В нашу эпоху чувство природы, как и многие другие чувства, стало лозунгом, политической партией: экология, детище благородного вдохновения. Но наша мать Земля, Гея, как ее называли греки, должно быть, находит своих внезапно появившихся «защитников» чуть-чуть снисходительными к ней, так что она с трудом сдерживается. Она, привыкшая спокойно вращаться вокруг Солнца, прижимая к своему боку – благодаря силе гравитации – своих человеческих детенышей, чтобы те не свалились в пустоту, давая им еду и питье, своим дыханием надувая их паруса и вращая крылья их мельниц, пригоняя тучи на их пересохшие поля, раскачивая океаны, приглаживая моря, окрасив их воды в синий и темно-зеленый цвета, а в коричневый – леса (созданные, чтобы согревать нас), в бледно-лазурный – небо, которое нагоняло бы тоску, будь оно розовым, развлекая нас то снегом, то жарой (когда мы располагались рядом с ее талией), слегка забывая нас, стоило нам удалиться (как забывают собаки своих щенков), предоставляя свои карманы спелеологам, свои просторы – искателям приключений, свои пляжи – лентяям, давая еду, тепло, воду, одежду, радость, но порой пугая (внезапно) своей яростью весь наш род. Снисходительным экологам не следует забывать силу ее гнева, которая рушит города, валит горы, поднимает ветер, разламывает корабли. В ярости Земля кашляет лавой, а ее вулканы отхаркиваются дымящимися скалами. Наказания, но слабые наказания, с Ее точки зрения, если сравнивать их с теми бесчисленными милостями, которыми Она осыпает нас от века.
А что ей пришлось пережить в 1945 году? Ее дети, ее собственные дети уже не просто щекотали ей кожу своими шариками-бомбами, они нашли способ сжечь дотла ее поверхность.
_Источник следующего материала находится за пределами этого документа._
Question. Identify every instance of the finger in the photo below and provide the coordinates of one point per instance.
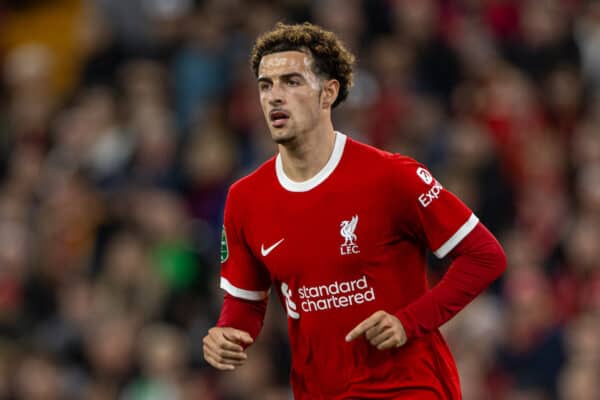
(226, 344)
(229, 355)
(381, 337)
(217, 341)
(218, 358)
(217, 364)
(390, 343)
(238, 336)
(362, 327)
(374, 331)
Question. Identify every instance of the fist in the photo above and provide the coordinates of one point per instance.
(382, 330)
(223, 347)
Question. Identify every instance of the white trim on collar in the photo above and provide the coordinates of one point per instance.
(305, 186)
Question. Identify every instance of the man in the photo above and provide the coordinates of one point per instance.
(340, 231)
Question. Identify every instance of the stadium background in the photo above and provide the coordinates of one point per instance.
(122, 123)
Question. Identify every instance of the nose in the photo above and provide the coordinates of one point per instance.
(276, 96)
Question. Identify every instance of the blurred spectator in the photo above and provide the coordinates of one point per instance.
(123, 123)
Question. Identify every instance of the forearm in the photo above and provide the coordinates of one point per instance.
(245, 315)
(478, 261)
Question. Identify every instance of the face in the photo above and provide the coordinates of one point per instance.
(290, 95)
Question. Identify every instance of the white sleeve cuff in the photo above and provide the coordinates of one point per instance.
(458, 236)
(254, 295)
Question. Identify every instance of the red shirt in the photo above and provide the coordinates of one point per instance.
(336, 248)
Из-за этих неблагодарных ей, возможно, было суждено остаться в одиночестве, серой, облысевшей, молчаливо вращаясь, с кожей, обожженной до второго слоя эпидермы, продырявленной… И к тому же – без единой птицы. Короче говоря, обесчещенной!.. Конечно, конечно, когда ее ярость стихла бы, она обзавелась бы другими жильцами, но о прежних не может быть и речи! Нет! Ни мужчин, ни женщин, ни детей. Пусть будут животные, это еще куда ни шло, они ведь были бесхитростными, беззаботными и нежными, но ни в коем случае не эти двуногие, слишком слабонервные и с куцым умишком. Эти людишки использовали всего лишь 25 % своего мозга (к тому же знали об этом), готовы были искалечить, уничтожить ее! Ну уж нет, она устроит так, чтобы следующие жильцы использовали 50 % своего разума, что позволило бы им жить в мире, узнать друг друга и познать ее, ее, о которой современные ученые выдвигают лишь жалкие гипотезы… Наконец, нужно сказать и о том, что ее прекрасное платье, сшитое из земли и пшеницы, местами вечно было испачкано кровью до такой степени, что ей самой становилось противно. К тому же ей надоело видеть в своих пустынях несчастных, которые умирали от голода, едва успев родиться, в то время как в плодородных краях жители, испорченные тщеславием и сытостью, использовали излишки своего добра, чтобы изобрести оружие для самоуничтожения и для уничтожения ее самой, в общем, навредить ей чуть больше, чем это удавалось им раньше с помощью смешных игрушек. Да пошли бы они!.. Пусть их приютит Луна, старая скупая и холодная кузина, уж ее-то репутация хорошо известна. Пусть отправятся к злому Сатурну с его бурями! Пусть убираются куда угодно! Она больше не в силах выносить этих эгоистов с их дуростью, неблагодарных, неспособных излечиться от собственных смертельных недугов, зато способных одним махом уничтожить себя! Они стали невыносимы. Так пусть же убираются!.. Она больше не их «Мать-Природа». Так они прозвали ее, она не возражала, но отныне с этим прозвищем покончено.